Fast facts on hyperlipidemia
Here are some key points about hyperlipidemia. More detail and supporting information is in the main article.
- Hyperlipidemia is a major risk factor for heart disease, the leading cause of death in the US.
- Hyperlipidemia is also called high cholesterol, hypercholesterolemia, or hypertriglyceridemia.
- LDL is bad.
- HDL is good.
- Women are more likely than men to have high cholesterol.
- The liver produces 75% of our cholesterol.
- Plant-based foods contain no cholesterol.
- There are no symptoms of hyperlipidemia.
- Hypothyroidism (underactive thyroid) can cause high cholesterol.
- Diets high in saturated fats contribute to hyperlipidemia.
- Being overweight can increase cholesterol.
- Regular physical activity can raise the good cholesterol (HDL) and lower the bad (LDL).
- 1 in 500 people worldwide has familial hyperlipidemia.2
What is hyperlipidemia?
Hyperlipidemia is too much cholesterol in the blood. Cholesterol is a waxy, fat protein manufactured by the liver and is essential for healthy cell membranes, hormone production, and vitamin storage.
The term hyperlipidemia means high lipid levels. Hyperlipidemia includes several conditions, but it usually means that you have high cholesterol and high triglyceride levels.
Even the brain depends on cholesterol for proper functioning. Cholesterol becomes a problem when too much of the bad kind is produced or ingested through regular eating of unhealthy foods.

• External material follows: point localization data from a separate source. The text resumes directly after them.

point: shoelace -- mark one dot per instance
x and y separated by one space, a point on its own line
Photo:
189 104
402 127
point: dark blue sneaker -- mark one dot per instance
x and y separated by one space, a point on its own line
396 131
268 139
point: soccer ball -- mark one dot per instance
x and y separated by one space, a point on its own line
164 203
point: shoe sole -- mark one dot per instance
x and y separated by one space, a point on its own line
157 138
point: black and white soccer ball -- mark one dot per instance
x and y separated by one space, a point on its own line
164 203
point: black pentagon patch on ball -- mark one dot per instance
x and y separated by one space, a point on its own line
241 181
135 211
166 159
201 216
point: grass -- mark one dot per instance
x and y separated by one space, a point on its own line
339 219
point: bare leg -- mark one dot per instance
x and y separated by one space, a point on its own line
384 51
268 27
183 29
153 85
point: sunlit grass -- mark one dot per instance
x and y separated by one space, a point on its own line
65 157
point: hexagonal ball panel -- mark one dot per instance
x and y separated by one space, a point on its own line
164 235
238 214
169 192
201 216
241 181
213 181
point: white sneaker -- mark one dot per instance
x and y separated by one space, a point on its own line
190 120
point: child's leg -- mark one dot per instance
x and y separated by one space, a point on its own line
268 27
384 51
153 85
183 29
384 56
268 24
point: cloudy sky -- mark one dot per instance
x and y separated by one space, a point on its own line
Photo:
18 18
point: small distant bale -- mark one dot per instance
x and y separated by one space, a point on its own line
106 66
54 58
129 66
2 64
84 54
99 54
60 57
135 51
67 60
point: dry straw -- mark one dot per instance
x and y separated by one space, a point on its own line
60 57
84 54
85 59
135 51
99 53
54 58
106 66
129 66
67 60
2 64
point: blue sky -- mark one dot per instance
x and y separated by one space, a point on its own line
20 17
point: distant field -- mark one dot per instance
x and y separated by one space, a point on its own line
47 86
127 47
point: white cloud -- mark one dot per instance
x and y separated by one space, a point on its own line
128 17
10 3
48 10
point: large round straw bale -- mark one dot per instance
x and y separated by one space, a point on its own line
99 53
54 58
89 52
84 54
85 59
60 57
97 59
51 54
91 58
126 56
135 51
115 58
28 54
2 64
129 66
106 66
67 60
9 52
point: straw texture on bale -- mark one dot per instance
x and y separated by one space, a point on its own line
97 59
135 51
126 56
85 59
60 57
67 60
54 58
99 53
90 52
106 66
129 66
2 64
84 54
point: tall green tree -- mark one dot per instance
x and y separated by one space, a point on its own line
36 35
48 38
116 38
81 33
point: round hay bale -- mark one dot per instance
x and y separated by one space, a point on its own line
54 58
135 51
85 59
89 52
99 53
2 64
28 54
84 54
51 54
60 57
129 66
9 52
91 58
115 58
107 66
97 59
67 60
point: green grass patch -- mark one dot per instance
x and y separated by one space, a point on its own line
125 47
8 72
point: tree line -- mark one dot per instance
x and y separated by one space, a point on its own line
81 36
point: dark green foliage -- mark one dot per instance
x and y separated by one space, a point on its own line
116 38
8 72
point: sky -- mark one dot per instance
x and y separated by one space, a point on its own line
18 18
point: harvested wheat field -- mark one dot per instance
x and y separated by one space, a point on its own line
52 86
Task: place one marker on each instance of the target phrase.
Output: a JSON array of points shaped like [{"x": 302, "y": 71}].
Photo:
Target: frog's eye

Cholesterol is carried through the blood to cells by lipoproteins that are either low density (LDL) or high density (HDL). Think of the lipoprotein as the vehicle and cholesterol as the passenger.
HDL is the good lipoprotein because it carries extra cholesterol back to the liver where it can be eliminated. LDL is bad, as it will build up excess cholesterol in the blood.
Triglycerides, a type of fat in the blood, are different from cholesterol, but because of their strong association with heart disease, triglycerides are measured as well.
Often it is both the LDL and triglycerides that are elevated in hyperlipidemia.
What causes hyperlipidemia?
The causes of hyperlipidemia are either genetic (familial or primary hyperlipidemia) or from a poor diet and other specific factors (secondary hyperlipidemia).
You can encourage a healthy cholesterol level by avoiding fast food, junk food and processed meats.
When the body cannot utilize or remove the excess fat, it accumulates in the blood. Over time, the buildup damages the arteries and internal organs. This process contributes to the development of heart disease.
In familial hyperlipidemia, the high cholesterol has nothing to do with poor habits but is caused by a genetic disorder.3
A mutated gene passed down from either the mother or father causes a missing or malfunctioning LDL receptor. The LDL accumulates to dangerous amounts in the blood.
Certain ethnic groups such as French Canadians, Christian Lebanese, South African Afrikaners, and Ashkenazi Jews are at a higher risk of hereditary hyperlipidemia.4
Other causes of hyperlipidemia may include excessive drinking of alcohol, obesity, side effects of medications such as hormones or steroids, diabetes, kidney disease, underactive thyroid gland, and pregnancy.5
Recent developments on hyperlipidemia causes from MNT news
People who carry a common mutation in a gene called SCARB1 - that regulates cholesterol - may have a higher risk of developing heart disease, say the researchers behind a new study published in the journal PLOS ONE.
A new study published in JAMA claims to have found evidence to support a causal association between high levels of "bad" cholesterol and aortic valve stenosis - a form of aortic valve disease in which the valve is narrowed, restricting blood flow from the heart.
Signs and symptoms of hyperlipidemia
With familial hyperlipidemia, a person could show signs of high cholesterol with yellowish fatty growths (xanthomas) around the eyes or the joints. Otherwise, hyperlipidemia has no signs or symptoms, and unless picked up with the fasting lipid profile, the high cholesterol would remain undetected.
Excessive fat in the blood accumulates over time, forming plaques on the walls of the arteries and blood vessels. This will narrow the openings, producing turbulent blood flow through the vessels, and cause the heart to use more force to get the blood through the constricted areas.